In diesem Faktencheck geht es um folgendes:

Am 28. Juni veröffentlichte die Webseite Kopp-Report einen Artikel mit dem Titel „Eilmeldung: Google entfernt Websites über Naturheilkunde aus seinen Suchergebnissen – ein Whistleblower sagt, wie und warum“. Er enthält folgende Behauptungen:

  • Nach einer Änderung des Algorithmus bei Google seien zahlreiche Naturheilmedizin-Webseiten in den US-amerikanischen Suchranglisten weit nach hinten gerutscht.
  • Bei Suchergebnissen zur Heilpflanze Kurkuma sei die Webseite greenmedinfo.com als „weltweit größte Open-Access-Ressource zu diesem Thema“ von den vorderen Plätzen verschwunden.
  • Argumente von Impfgegnern würden durch die automatische Vervollständigungsfunktion bei der Google-Suche unsichtbar gemacht. Argumente der anderen Seite hingegen bevorteilt.

Bisher wurde der Beitrag von Kopp-Report laut dem Analyse-Tool Crowdtangle mehr als 2.400 Mal auf Facebook geteilt.

Das Ergebnis unseres Faktenchecks:

Die Behauptungen sind: Unbelegt

Behauptung 1:

  • Nach einer Änderung des Algorithmus bei Google seien zahlreiche Naturheilmedizin-Webseiten in den US-amerikanischen Suchranglisten weit nach hinten gerutscht.

Was stimmt?

Einen Tag im Voraus kündigte Google auf einem seiner Twitter-Kanäle ein Update des sogenannten Kern-Algorithmus für den 3. Juni 2019 an. In der Vergangenheit haben solche Anpassungen oft schon zu erheblichen Veränderungen bei der Auflistung von Suchergebnissen geführt, wie die Webseite Searchmetrics berichtet. Zu einer detaillierten Auskunft, etwa zu der Frage, welche Webseiten aus welchen Gründen an Sichtbarkeit gewinnen oder verlieren, ist der Suchmaschinen-Riese Medienberichten zufolge für gewöhnlich nicht bereit.
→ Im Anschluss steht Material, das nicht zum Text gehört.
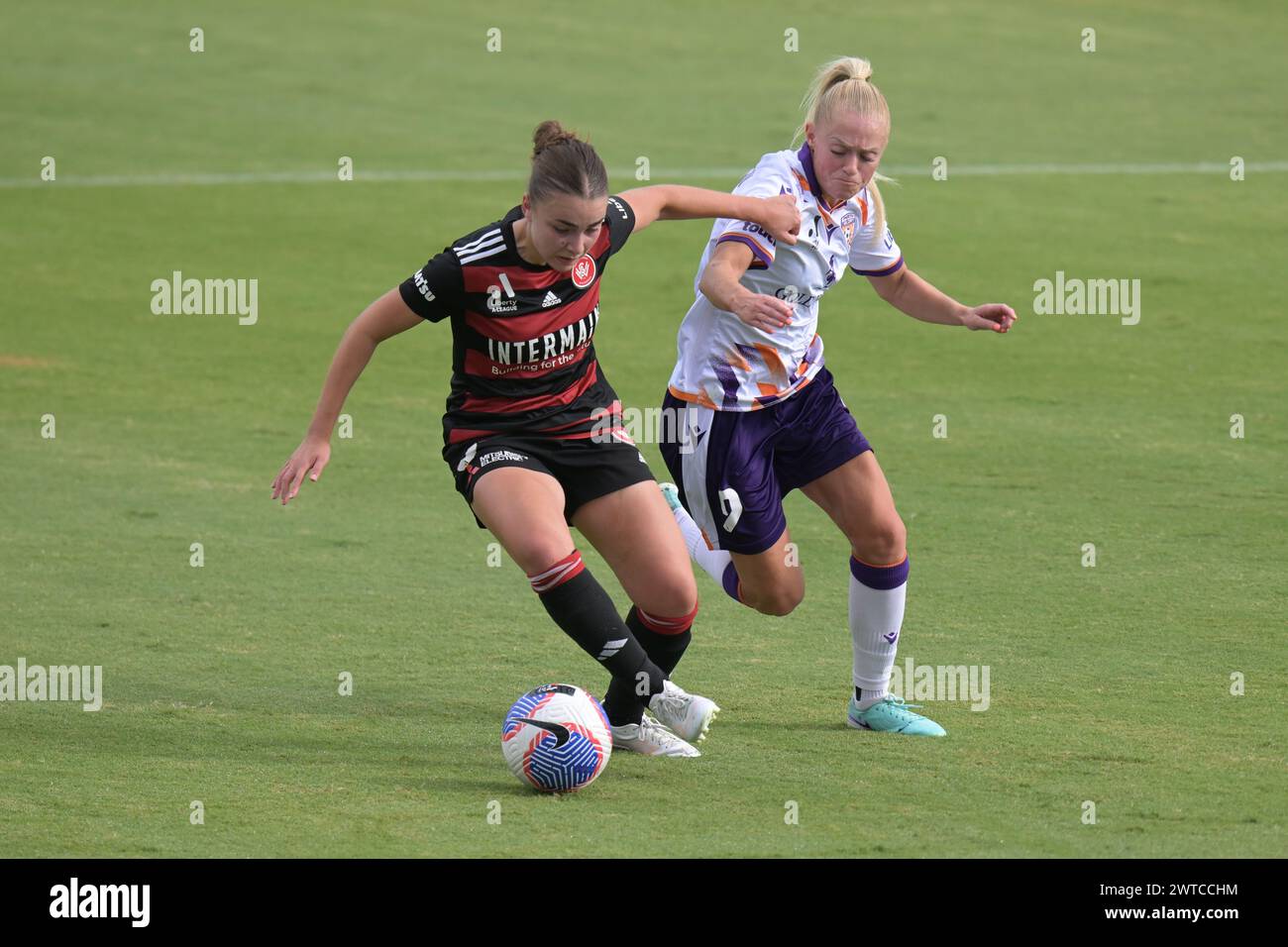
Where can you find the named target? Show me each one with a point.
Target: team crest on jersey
(848, 223)
(584, 272)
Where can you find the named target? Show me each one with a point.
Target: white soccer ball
(557, 738)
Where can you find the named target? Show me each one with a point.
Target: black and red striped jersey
(523, 355)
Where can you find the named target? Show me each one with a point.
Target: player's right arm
(720, 285)
(378, 321)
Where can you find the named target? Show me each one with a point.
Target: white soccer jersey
(726, 365)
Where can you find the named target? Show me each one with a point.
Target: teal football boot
(892, 715)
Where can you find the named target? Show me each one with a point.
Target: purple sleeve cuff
(889, 269)
(755, 248)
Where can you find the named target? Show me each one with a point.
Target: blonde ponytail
(841, 85)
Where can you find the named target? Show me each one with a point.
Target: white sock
(876, 616)
(712, 561)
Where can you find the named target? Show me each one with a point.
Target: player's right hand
(765, 313)
(782, 218)
(309, 458)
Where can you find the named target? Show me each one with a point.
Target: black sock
(587, 613)
(665, 651)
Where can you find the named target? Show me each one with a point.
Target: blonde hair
(845, 84)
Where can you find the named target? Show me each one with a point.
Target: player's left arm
(910, 294)
(778, 214)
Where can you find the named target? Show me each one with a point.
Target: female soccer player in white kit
(758, 412)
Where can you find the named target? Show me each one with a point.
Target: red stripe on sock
(570, 567)
(668, 626)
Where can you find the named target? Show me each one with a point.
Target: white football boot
(690, 715)
(651, 738)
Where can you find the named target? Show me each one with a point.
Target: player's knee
(674, 596)
(883, 544)
(777, 600)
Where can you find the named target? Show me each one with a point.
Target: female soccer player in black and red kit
(528, 431)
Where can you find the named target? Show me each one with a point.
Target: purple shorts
(733, 468)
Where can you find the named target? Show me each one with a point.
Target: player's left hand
(996, 316)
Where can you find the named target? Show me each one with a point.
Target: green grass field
(1109, 684)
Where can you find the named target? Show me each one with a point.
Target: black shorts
(585, 468)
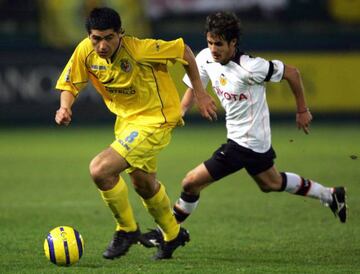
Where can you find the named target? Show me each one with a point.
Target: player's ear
(233, 42)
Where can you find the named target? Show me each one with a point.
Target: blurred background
(320, 37)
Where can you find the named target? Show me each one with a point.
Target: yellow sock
(159, 207)
(118, 201)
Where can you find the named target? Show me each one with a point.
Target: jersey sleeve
(159, 51)
(204, 77)
(261, 70)
(75, 74)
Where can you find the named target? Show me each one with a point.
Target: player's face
(105, 42)
(221, 50)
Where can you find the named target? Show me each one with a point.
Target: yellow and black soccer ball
(64, 246)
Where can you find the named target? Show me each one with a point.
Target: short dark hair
(224, 24)
(102, 19)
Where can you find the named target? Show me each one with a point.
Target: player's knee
(265, 188)
(189, 183)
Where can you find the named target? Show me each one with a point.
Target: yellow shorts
(140, 145)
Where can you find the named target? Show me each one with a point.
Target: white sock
(300, 186)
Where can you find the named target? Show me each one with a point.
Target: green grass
(45, 183)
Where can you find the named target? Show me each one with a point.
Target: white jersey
(240, 87)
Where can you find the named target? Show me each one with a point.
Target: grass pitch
(45, 183)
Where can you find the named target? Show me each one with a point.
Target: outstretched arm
(204, 101)
(63, 114)
(187, 101)
(303, 115)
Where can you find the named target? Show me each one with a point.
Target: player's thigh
(140, 145)
(199, 176)
(144, 183)
(108, 162)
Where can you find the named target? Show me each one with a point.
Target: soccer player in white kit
(239, 80)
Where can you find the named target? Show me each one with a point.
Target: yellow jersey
(135, 84)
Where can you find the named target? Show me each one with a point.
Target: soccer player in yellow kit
(131, 75)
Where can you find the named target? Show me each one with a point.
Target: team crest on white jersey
(223, 80)
(125, 65)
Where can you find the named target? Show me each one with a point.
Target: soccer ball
(64, 246)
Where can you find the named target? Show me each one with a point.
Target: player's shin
(184, 206)
(159, 207)
(296, 184)
(117, 200)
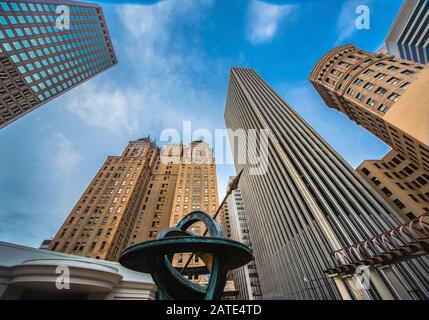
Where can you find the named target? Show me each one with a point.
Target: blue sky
(174, 59)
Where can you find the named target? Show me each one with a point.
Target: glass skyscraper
(46, 48)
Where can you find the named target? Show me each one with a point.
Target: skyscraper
(137, 194)
(388, 97)
(246, 278)
(109, 215)
(308, 204)
(400, 182)
(196, 189)
(48, 47)
(408, 37)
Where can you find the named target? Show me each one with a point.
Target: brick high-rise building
(196, 189)
(110, 212)
(388, 97)
(137, 194)
(41, 58)
(308, 204)
(401, 183)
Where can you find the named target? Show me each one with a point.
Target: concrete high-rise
(308, 204)
(386, 96)
(400, 182)
(48, 47)
(389, 98)
(408, 37)
(246, 278)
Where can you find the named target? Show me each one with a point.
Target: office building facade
(307, 205)
(136, 195)
(246, 278)
(408, 37)
(196, 189)
(400, 182)
(108, 216)
(48, 47)
(388, 97)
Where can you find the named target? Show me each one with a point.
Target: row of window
(37, 7)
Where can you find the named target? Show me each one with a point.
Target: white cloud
(66, 157)
(346, 24)
(264, 20)
(162, 80)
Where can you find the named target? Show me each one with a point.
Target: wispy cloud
(264, 20)
(346, 24)
(67, 157)
(162, 86)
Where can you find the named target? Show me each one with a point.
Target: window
(393, 80)
(405, 85)
(365, 171)
(386, 191)
(394, 97)
(399, 204)
(407, 72)
(360, 96)
(380, 76)
(369, 86)
(375, 181)
(380, 91)
(371, 102)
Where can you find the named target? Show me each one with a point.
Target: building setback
(388, 97)
(408, 37)
(40, 59)
(137, 194)
(307, 205)
(111, 214)
(400, 182)
(245, 278)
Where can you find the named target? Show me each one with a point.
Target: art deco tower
(128, 201)
(137, 194)
(43, 55)
(389, 98)
(308, 204)
(196, 189)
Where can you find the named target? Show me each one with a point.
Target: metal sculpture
(156, 256)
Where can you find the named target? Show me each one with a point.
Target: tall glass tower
(309, 204)
(48, 47)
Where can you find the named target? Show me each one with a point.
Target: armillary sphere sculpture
(218, 253)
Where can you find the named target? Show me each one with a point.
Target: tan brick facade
(389, 98)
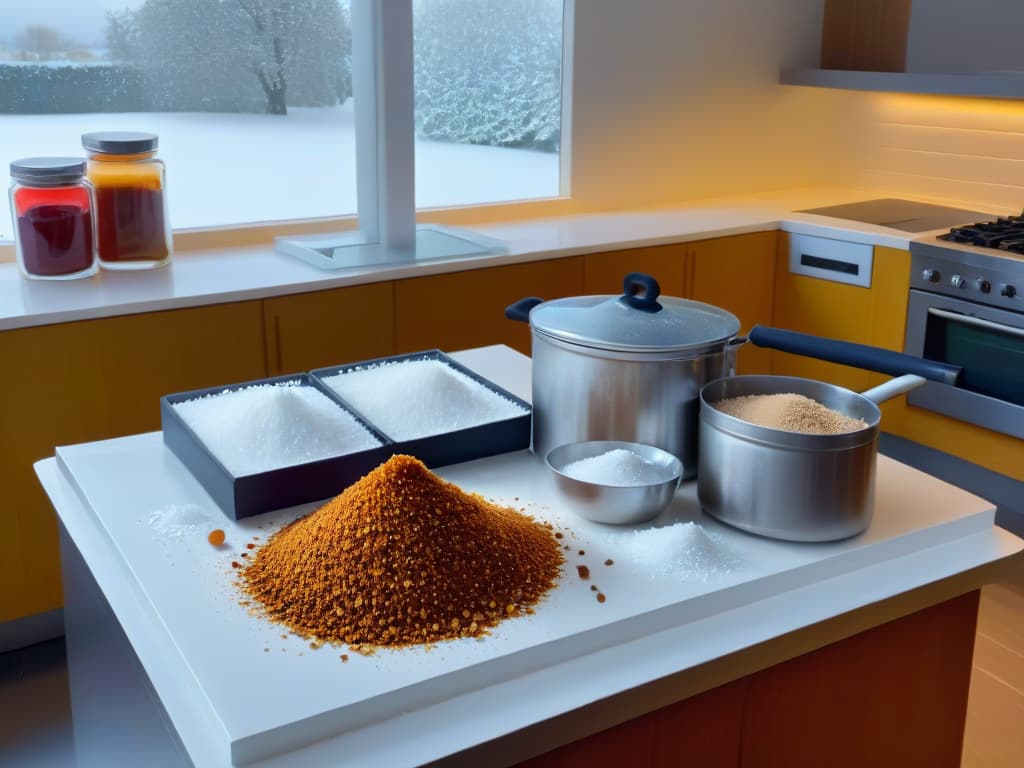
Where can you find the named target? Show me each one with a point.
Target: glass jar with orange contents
(132, 226)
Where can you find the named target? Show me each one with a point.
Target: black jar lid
(51, 171)
(120, 142)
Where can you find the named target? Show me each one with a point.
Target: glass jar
(132, 227)
(51, 204)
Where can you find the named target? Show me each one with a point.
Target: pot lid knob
(636, 282)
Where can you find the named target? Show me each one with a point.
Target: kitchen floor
(35, 707)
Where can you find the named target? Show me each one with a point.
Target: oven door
(989, 345)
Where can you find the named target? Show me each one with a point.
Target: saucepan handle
(893, 387)
(520, 310)
(849, 353)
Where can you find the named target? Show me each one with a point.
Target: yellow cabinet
(603, 272)
(329, 328)
(872, 315)
(467, 309)
(737, 273)
(92, 380)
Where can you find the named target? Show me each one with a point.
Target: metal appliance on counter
(966, 307)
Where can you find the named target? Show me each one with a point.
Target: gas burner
(1006, 233)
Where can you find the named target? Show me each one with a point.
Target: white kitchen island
(168, 668)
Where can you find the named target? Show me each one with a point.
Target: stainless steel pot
(631, 368)
(806, 487)
(625, 368)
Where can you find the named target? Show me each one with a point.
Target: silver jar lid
(631, 323)
(120, 142)
(48, 171)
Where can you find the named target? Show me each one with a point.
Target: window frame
(382, 81)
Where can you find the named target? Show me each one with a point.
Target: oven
(964, 308)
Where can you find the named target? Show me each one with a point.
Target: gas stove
(982, 262)
(966, 307)
(1006, 233)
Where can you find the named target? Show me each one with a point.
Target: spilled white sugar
(617, 467)
(176, 520)
(414, 398)
(269, 426)
(683, 549)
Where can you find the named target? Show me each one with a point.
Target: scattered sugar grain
(419, 397)
(617, 467)
(268, 426)
(683, 549)
(177, 520)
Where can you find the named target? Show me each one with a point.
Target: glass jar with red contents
(52, 204)
(132, 226)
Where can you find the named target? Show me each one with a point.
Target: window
(487, 81)
(253, 98)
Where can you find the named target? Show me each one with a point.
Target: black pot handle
(520, 310)
(635, 282)
(849, 353)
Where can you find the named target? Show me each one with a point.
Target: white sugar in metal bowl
(617, 467)
(615, 482)
(414, 398)
(270, 426)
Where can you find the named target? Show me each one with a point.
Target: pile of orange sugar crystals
(402, 557)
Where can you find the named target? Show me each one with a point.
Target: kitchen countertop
(199, 278)
(207, 658)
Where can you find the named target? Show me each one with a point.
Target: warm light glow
(923, 101)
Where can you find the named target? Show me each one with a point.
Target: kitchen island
(166, 665)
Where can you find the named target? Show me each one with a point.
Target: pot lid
(632, 323)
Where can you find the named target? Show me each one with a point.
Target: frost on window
(488, 72)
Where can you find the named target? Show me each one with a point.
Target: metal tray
(264, 492)
(448, 448)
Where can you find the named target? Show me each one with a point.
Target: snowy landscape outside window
(487, 79)
(252, 98)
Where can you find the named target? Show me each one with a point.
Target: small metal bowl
(617, 505)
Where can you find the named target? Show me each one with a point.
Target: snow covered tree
(40, 43)
(488, 72)
(236, 54)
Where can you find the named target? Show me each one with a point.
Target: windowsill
(220, 274)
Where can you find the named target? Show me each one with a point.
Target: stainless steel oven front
(966, 311)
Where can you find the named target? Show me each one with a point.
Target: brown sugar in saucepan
(792, 413)
(402, 557)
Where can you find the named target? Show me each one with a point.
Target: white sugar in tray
(414, 398)
(270, 426)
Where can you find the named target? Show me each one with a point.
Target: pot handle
(858, 355)
(893, 387)
(635, 282)
(520, 310)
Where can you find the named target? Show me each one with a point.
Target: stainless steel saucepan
(808, 487)
(631, 367)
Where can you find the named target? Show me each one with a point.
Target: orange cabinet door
(737, 273)
(88, 381)
(329, 328)
(467, 309)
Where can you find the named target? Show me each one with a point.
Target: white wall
(965, 150)
(676, 99)
(680, 99)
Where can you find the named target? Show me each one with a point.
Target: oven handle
(970, 320)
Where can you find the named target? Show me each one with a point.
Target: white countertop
(209, 659)
(199, 278)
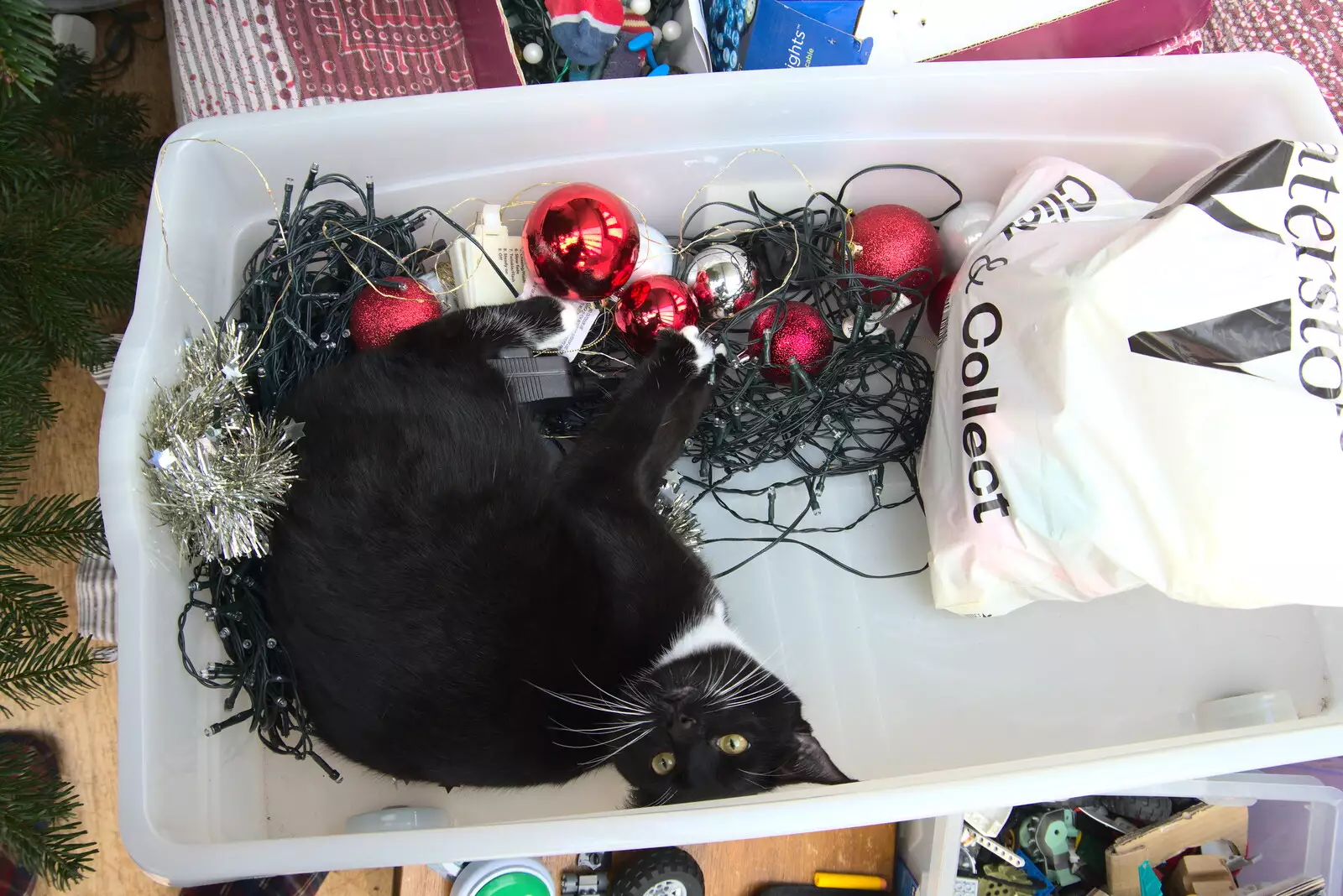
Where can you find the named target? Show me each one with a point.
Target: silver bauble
(723, 280)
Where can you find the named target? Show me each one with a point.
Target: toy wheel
(1145, 810)
(661, 873)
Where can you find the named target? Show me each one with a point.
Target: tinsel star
(218, 474)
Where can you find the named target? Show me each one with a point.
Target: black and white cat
(465, 609)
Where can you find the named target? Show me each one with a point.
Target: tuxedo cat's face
(718, 725)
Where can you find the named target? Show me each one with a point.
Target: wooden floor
(85, 730)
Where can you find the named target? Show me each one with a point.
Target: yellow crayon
(848, 882)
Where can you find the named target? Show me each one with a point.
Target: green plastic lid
(517, 883)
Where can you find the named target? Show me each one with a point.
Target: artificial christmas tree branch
(50, 530)
(73, 165)
(47, 672)
(29, 609)
(24, 46)
(38, 824)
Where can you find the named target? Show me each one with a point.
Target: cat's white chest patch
(711, 632)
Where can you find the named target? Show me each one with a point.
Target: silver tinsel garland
(677, 511)
(217, 471)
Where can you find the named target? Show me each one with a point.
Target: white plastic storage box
(931, 711)
(1296, 828)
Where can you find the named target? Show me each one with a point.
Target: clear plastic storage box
(931, 711)
(1295, 831)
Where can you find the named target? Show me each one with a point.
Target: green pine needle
(50, 530)
(38, 824)
(29, 609)
(47, 672)
(73, 164)
(26, 54)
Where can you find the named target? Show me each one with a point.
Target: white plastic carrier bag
(1145, 394)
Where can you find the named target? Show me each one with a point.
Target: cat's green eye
(734, 745)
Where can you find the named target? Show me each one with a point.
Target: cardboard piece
(783, 38)
(1161, 842)
(1201, 876)
(919, 29)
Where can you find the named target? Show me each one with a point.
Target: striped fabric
(248, 55)
(96, 598)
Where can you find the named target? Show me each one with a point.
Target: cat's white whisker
(595, 745)
(765, 694)
(743, 675)
(740, 683)
(588, 703)
(618, 750)
(621, 701)
(665, 799)
(609, 728)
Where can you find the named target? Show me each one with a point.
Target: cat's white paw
(568, 326)
(703, 351)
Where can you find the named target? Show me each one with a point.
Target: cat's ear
(810, 763)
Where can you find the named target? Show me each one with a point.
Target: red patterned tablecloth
(1309, 31)
(248, 55)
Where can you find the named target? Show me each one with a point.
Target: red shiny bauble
(890, 242)
(937, 309)
(649, 306)
(803, 337)
(581, 242)
(382, 311)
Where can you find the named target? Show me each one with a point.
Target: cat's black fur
(465, 609)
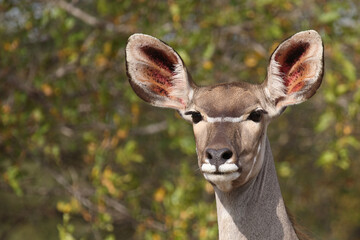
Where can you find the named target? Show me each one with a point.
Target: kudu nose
(218, 156)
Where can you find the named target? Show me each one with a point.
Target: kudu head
(230, 119)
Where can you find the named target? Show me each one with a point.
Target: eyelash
(196, 116)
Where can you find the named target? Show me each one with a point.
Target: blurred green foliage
(81, 157)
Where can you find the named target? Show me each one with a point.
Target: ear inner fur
(292, 69)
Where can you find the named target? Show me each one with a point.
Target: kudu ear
(157, 74)
(295, 71)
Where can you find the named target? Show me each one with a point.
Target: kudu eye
(196, 116)
(256, 115)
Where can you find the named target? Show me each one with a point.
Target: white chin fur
(222, 181)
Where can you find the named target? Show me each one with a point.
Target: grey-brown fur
(230, 122)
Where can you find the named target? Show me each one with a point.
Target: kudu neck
(256, 210)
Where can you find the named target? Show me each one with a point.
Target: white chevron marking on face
(228, 167)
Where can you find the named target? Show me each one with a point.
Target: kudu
(230, 122)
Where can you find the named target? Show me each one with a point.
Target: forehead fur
(226, 100)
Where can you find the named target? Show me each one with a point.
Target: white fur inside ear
(275, 86)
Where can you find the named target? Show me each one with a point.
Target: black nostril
(226, 155)
(218, 156)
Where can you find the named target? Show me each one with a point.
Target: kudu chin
(230, 122)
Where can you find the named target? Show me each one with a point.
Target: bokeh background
(81, 157)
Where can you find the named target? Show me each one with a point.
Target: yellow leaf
(207, 65)
(251, 60)
(122, 134)
(159, 194)
(47, 89)
(101, 61)
(6, 108)
(347, 130)
(11, 46)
Die Ankündigung von Google auf Twitter vom 2. Juni 2019 für ein großes Update des Algorithmus. (Screenshot: CORRECTIV)

Gleichwohl lassen sich mithilfe von Analysetools im Internet die durchschnittliche Auffindbarkeit von nicht-werbefinanzierten Webseiten bei Google im zeitlichen Verlauf und damit auch plausible Ursache-Wirkung-Linien herausfinden. Zum Beispiel mit dem Sichtbarkeitsindex des Unternehmens Sistrix (anmeldepflichtig)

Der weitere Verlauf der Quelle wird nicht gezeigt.